Aktie im Fokus
„Befreiungsschlag“ für Porsche treibt Aktie

Der Deal zwischen Porsche und Katar scheint endlich perfekt zu sein. Die Scheichs könnten den Autobauer mit mehreren Milliarden unterstützen. An der Börse legt die Porsche-Aktie kräftig zu. Auch für den Machtkampf mit Volkswagen hat das Konsequenzen.

HB FRANKFURT. Die Aktien von Porsche kletterten um fast neun Prozent auf 46,10 Euro. Zuvor war bekannt geworden, dass dem Autobauer Milliarden aus Katar zufließen sollen. Ein Händler wertete die Nachricht als Befreiungsschlag für Porsche, fügte allerdings hinzu, dass bislang noch nicht sehr viele Details bekannt seien.

Porsche-Chef Wendelin Wiedeking und Katar einigten sich laut Bankenkreisen über eine dringend notwendige Kapitalspritze. Das Emirat bietet insgesamt rund sieben Milliarden Euro für den Kauf von Stammaktien und VW-Optionen der Porsche Holding SE. Die Summe würde das Unternehmen nahezu entschulden.

Der Machtkampf mit VW tobt indes weiter: Der Autobauer soll sein Angebot für die Übernahme von 49,9 Prozent an Porsche verbessert haben. Marktteilnehmer erwarten weiter eine spannende Entwicklung. "Ich denke, VW wird diese 49,9 Prozent an Porsche übernehmen und den Sportwagenbauer als zehnte Marke führen", sagte ein Börsianer.

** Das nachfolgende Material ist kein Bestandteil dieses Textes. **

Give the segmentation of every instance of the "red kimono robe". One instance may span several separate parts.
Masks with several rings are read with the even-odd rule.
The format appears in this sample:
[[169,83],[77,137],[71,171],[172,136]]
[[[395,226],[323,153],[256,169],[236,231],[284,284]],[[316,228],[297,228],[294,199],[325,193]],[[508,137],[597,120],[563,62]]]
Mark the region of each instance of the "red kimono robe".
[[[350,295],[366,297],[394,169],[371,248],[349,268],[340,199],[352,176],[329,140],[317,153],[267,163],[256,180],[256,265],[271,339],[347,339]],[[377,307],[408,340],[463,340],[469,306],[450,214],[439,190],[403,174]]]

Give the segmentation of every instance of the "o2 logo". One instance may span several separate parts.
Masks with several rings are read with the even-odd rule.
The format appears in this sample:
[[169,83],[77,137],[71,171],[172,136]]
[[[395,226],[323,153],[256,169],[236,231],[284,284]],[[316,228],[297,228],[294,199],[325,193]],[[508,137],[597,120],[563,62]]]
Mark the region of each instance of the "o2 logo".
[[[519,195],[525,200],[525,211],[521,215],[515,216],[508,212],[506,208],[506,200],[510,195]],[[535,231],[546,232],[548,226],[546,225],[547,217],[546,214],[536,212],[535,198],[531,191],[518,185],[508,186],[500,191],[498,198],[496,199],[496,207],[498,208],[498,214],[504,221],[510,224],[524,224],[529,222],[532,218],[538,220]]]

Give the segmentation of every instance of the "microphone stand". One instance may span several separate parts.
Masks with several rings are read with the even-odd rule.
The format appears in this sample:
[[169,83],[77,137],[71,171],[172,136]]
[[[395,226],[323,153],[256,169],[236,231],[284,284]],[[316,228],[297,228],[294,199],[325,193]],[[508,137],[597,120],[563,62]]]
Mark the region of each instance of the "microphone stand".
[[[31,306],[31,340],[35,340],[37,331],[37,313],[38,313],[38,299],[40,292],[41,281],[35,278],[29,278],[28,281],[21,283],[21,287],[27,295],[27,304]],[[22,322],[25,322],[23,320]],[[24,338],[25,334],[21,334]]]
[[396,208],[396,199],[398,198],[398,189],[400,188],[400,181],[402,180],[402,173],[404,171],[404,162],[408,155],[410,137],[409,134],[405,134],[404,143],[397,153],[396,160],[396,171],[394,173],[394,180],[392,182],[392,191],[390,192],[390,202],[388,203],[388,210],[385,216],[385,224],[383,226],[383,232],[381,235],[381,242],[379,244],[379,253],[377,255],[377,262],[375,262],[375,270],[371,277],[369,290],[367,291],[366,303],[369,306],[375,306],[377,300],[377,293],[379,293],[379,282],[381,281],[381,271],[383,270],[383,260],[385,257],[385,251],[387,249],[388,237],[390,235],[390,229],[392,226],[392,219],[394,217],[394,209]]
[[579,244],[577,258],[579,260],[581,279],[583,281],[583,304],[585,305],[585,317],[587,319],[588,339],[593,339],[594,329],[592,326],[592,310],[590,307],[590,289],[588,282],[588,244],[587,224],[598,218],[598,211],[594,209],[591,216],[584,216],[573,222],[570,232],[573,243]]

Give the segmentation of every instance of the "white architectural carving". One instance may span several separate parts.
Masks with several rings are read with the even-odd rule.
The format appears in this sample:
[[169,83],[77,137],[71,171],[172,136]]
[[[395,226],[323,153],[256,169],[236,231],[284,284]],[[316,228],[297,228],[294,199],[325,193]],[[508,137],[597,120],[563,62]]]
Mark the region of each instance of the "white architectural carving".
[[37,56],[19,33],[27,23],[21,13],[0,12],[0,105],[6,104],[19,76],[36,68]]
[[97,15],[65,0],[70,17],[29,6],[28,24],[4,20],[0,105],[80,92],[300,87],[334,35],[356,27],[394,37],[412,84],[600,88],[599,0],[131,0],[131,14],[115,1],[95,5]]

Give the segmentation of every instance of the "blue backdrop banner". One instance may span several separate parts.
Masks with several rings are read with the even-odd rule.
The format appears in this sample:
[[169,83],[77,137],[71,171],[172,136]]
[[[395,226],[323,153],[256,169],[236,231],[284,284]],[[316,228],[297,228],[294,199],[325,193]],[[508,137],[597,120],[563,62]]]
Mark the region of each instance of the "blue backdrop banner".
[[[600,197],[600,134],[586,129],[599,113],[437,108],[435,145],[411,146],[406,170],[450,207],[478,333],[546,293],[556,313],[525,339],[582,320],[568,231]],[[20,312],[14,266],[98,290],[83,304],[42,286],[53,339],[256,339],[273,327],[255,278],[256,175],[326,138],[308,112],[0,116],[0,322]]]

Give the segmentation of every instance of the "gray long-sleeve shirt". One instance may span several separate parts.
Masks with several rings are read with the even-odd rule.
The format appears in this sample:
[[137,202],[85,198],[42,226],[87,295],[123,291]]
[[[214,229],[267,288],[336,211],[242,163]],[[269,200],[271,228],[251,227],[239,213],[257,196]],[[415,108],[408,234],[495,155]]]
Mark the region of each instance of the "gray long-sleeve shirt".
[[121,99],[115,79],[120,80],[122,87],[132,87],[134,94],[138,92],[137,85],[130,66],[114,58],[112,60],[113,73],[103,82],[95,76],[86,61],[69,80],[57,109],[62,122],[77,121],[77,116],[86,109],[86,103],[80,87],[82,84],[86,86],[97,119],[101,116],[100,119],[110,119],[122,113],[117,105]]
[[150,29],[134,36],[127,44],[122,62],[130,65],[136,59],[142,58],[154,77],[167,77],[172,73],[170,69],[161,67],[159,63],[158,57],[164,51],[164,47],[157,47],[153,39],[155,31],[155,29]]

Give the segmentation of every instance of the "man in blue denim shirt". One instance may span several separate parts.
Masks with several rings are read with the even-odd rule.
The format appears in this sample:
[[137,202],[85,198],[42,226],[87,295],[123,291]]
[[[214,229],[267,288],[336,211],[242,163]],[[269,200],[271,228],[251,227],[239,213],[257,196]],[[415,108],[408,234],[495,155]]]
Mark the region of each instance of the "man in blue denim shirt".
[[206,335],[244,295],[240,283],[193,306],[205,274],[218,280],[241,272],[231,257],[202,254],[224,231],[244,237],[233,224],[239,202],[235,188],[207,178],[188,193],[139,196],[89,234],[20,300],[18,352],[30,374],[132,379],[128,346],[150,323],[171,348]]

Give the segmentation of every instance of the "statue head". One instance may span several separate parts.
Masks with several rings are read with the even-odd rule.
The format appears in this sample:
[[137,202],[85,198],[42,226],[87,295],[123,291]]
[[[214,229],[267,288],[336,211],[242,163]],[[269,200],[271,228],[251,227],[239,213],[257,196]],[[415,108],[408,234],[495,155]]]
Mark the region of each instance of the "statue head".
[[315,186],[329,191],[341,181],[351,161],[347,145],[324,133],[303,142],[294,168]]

Allerdings sei dann immer noch nicht geklärt, was mit den Optionen passiert, die Porsche auf VW hat. VW-Titel verbilligten sich um 1,1 Prozent auf 210,80 Euro.

Im Gegensatz dazu legten die VW-Vorzüge um bis zu 3,3 Prozent auf 52,50 Euro zu. Sollte Katar tatsächlich VW-Optionen von Porsche übernehmen, könnte dies die VW-Vorzüge im Tausch für die Stämme in den Dax katapultieren, erwarten Analysten.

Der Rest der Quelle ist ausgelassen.